After a significant internal dispute over the issue, the CDU is going to adopt a commitment to setting up quotas for women in the workplace.
The commitment, which is already backed by the CDU's opposition, would force all listed companies to hire women at a fixed rate of as at least 30% of their staff starting from 2020.
The proposal had been opposed by Chancelor Merkel originally, and is indeed very much out of step with the usual more liberal economic policies of the CDU. However, after an internal dispute over the issue threatened to split the ruling coalition in half, the Chancelor did a complete U-turn on her stance.
The insistence for a women's quota came from employment minister Ursula von der Leyen. She threatened to vote with the opposition on the issue if the CDU did not change its official stance.

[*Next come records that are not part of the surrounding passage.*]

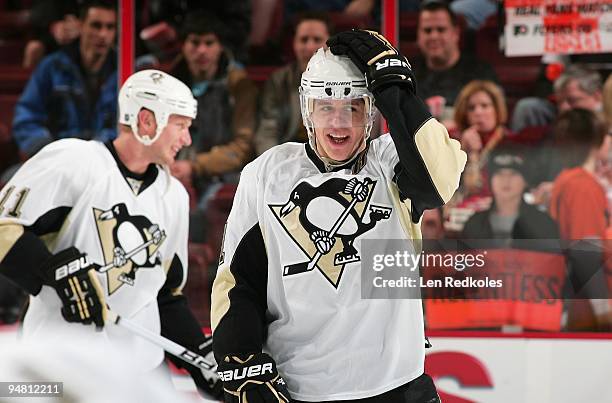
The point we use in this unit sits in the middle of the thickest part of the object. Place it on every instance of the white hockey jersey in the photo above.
(328, 342)
(73, 193)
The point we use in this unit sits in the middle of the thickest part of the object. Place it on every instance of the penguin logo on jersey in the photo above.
(325, 220)
(128, 242)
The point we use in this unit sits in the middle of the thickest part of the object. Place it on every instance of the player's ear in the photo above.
(146, 122)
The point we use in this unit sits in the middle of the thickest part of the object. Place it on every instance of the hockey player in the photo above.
(307, 204)
(85, 225)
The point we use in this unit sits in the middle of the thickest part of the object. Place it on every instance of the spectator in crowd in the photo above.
(480, 117)
(509, 217)
(475, 12)
(607, 100)
(443, 69)
(349, 8)
(55, 24)
(160, 20)
(222, 133)
(578, 87)
(281, 119)
(73, 92)
(576, 80)
(580, 207)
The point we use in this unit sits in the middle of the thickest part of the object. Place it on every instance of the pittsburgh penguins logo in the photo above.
(325, 220)
(128, 243)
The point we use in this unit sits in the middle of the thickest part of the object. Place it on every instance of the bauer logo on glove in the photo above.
(372, 53)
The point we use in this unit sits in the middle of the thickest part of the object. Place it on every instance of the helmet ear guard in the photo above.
(158, 92)
(329, 76)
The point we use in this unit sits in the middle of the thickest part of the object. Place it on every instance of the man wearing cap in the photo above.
(509, 217)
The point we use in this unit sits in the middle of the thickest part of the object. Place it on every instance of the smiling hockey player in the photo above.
(84, 225)
(286, 298)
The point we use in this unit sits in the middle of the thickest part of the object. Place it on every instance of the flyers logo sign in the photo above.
(128, 243)
(324, 222)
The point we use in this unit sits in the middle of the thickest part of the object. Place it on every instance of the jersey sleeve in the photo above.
(34, 204)
(427, 163)
(177, 321)
(239, 296)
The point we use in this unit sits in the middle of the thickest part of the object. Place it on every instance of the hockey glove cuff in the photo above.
(252, 379)
(74, 279)
(207, 381)
(373, 54)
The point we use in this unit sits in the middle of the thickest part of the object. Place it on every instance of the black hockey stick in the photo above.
(302, 267)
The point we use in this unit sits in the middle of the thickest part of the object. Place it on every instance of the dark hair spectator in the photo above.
(443, 69)
(280, 116)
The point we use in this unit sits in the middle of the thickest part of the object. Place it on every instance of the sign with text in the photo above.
(535, 27)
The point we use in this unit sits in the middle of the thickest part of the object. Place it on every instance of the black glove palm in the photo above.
(252, 380)
(74, 279)
(375, 57)
(207, 381)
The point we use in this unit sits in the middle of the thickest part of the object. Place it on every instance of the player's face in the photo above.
(572, 97)
(174, 137)
(310, 35)
(437, 38)
(481, 112)
(339, 127)
(98, 31)
(507, 184)
(202, 53)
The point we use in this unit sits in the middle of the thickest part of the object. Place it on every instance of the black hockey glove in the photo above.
(207, 381)
(375, 57)
(74, 279)
(252, 379)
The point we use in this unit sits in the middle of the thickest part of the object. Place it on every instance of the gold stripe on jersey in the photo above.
(442, 156)
(9, 234)
(224, 282)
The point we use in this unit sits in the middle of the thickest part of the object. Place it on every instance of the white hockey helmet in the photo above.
(159, 92)
(328, 76)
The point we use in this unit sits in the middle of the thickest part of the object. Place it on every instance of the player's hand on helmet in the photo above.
(258, 380)
(323, 242)
(119, 257)
(373, 54)
(74, 279)
(207, 381)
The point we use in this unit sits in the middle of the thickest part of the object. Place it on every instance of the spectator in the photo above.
(432, 224)
(162, 19)
(223, 130)
(442, 69)
(55, 24)
(509, 217)
(578, 87)
(475, 12)
(480, 117)
(73, 92)
(579, 205)
(281, 119)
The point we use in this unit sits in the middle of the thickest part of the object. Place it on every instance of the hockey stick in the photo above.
(168, 345)
(302, 267)
(131, 253)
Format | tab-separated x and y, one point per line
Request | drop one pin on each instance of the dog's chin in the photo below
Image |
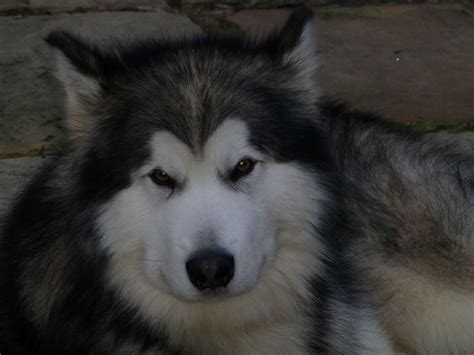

The about turn on the part of Merkel has been heavily criticised. CDU party member Kurt Lauk said that "It can't be the political culture of the CDU tht a group can blackmail the party leadership with the threat to vote for an opposition measure."
The move is also very telling of the relationship between the CDU and their current coalition partners the FPD. The FPDs completely oppose the women's quotas. However, they have lost 66% of their support in recent months and do not expect to fare well in September's elections.
Women currently occupy only 4% of the top jobs in Germany, compared to an average of 10% in OECD countries.
Kurt Lauk added that "Suitability and achievement should be the benchmarks for management positions, not gender."